Rahman returned to Afghanistan in 2002 and tried to gain custody of his two daughters, now aged 13 and 14, who had been living with their grandparents their whole lives, the father said. A custody battle ensued and the matter was taken to the police.

During questioning, it emerged that Rahman was a Christian and was carrying a Bible. He was immediately arrested and charged, the father said.

Afghanistan is a conservative Islamic country. Some 99 percent of its 28 million people are Muslim, and the remainder are mainly Hindu.

A Christian aid worker in Kabul, who spoke on condition of anonymity because of the sensitivity of the matter, said there was no reliable figure for the number of Christians, though it was believed to be only in the dozens or low hundreds. He said few admit their faith because of fear of retribution and there are no known Afghan churches.

An old house in a war-wrecked suburb of Kabul serves as a Christian place of worship for expatriates. From the muddy street, the building looks like any other. Its guard, Abdul Wahid, said no Afghans go there.

The only other churches are believed to be inside foreign embassies or on bases belonging to the U.S.-led coalition or a NATO peacekeeping force.

Hakim, the human rights advocate, said the case would attract widespread attention in Afghanistan and could be exploited by Muslim conservatives to rally opposition to reformists who are trying to moderate how the religion is practiced here.

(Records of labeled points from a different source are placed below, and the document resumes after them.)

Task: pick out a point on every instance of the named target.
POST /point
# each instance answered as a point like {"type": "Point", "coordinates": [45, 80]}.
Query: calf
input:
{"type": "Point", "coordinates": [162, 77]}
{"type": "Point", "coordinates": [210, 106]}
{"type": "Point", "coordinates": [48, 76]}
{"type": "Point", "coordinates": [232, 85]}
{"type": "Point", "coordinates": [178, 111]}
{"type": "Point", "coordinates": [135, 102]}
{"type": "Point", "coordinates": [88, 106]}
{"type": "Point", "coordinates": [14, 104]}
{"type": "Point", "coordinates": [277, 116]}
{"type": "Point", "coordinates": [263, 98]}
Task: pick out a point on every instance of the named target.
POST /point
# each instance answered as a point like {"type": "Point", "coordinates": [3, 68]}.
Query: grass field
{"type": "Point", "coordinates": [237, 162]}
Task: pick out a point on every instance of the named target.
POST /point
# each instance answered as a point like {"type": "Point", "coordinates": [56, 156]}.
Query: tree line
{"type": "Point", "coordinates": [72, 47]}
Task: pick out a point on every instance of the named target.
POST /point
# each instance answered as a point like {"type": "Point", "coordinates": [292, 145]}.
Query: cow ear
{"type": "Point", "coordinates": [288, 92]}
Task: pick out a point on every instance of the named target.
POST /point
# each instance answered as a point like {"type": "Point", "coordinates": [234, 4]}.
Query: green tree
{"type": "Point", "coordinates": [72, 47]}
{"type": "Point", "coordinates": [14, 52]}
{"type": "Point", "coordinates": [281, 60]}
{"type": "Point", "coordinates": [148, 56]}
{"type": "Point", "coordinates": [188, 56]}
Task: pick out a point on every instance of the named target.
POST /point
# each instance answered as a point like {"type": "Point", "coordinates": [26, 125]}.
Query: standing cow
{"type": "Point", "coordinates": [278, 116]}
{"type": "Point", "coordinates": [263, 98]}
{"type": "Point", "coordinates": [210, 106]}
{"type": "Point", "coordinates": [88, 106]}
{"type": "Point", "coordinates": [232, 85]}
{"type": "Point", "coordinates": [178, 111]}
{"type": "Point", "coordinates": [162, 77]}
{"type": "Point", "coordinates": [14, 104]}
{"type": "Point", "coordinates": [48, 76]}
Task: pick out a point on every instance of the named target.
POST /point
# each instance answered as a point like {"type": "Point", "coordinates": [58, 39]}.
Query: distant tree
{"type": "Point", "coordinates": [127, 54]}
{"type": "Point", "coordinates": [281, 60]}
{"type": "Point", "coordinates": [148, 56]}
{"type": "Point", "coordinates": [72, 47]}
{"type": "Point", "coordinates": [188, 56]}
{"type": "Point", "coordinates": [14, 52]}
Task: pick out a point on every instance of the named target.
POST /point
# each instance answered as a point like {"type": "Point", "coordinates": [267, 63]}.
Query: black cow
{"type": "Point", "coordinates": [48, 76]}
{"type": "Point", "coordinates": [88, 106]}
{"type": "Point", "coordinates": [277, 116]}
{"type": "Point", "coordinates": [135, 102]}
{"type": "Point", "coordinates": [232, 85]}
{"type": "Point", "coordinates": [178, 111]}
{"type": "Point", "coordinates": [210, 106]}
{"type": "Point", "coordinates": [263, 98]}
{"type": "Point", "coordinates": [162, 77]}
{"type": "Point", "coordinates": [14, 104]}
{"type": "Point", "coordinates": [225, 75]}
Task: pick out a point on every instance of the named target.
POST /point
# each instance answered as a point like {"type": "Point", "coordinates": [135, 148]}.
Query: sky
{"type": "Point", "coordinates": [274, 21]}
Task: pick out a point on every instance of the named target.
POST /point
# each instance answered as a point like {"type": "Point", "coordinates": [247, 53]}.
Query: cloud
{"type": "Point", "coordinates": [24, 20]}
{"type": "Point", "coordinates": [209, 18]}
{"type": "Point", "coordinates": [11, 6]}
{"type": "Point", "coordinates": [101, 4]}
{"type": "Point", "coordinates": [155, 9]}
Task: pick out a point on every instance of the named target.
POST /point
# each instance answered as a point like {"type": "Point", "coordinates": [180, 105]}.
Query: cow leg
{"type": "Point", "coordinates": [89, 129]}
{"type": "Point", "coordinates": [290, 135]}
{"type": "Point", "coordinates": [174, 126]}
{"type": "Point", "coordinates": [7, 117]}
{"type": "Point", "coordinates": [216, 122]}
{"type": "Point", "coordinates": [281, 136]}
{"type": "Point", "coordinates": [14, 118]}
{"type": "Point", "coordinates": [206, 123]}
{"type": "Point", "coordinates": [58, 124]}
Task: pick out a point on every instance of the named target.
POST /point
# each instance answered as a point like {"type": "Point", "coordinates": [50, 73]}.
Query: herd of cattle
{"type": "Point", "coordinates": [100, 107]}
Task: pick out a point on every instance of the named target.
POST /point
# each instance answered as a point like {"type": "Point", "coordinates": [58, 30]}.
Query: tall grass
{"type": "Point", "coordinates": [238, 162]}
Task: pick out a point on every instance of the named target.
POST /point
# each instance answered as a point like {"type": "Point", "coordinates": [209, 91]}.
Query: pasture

"The reformists are trying to bring about positive changes," he said. "This case could be fertile ground for extremists to manipulate things."

Muslim clerics still hold considerable power in Afghanistan, especially in rural areas where most women wear all-encompassing burqas and are dominated by men.

Hakim said that if Rahman was acquitted, it would be a propaganda win for the Taliban rebels, who have stepped up their insurgency in the past year.

In the months before U.S.-led troops ousted the Taliban in 2001, it claimed Western aid groups were trying to convert Afghan Muslims. They arrested eight foreign aid workers for allegedly preaching Christianity, but later released them unharmed.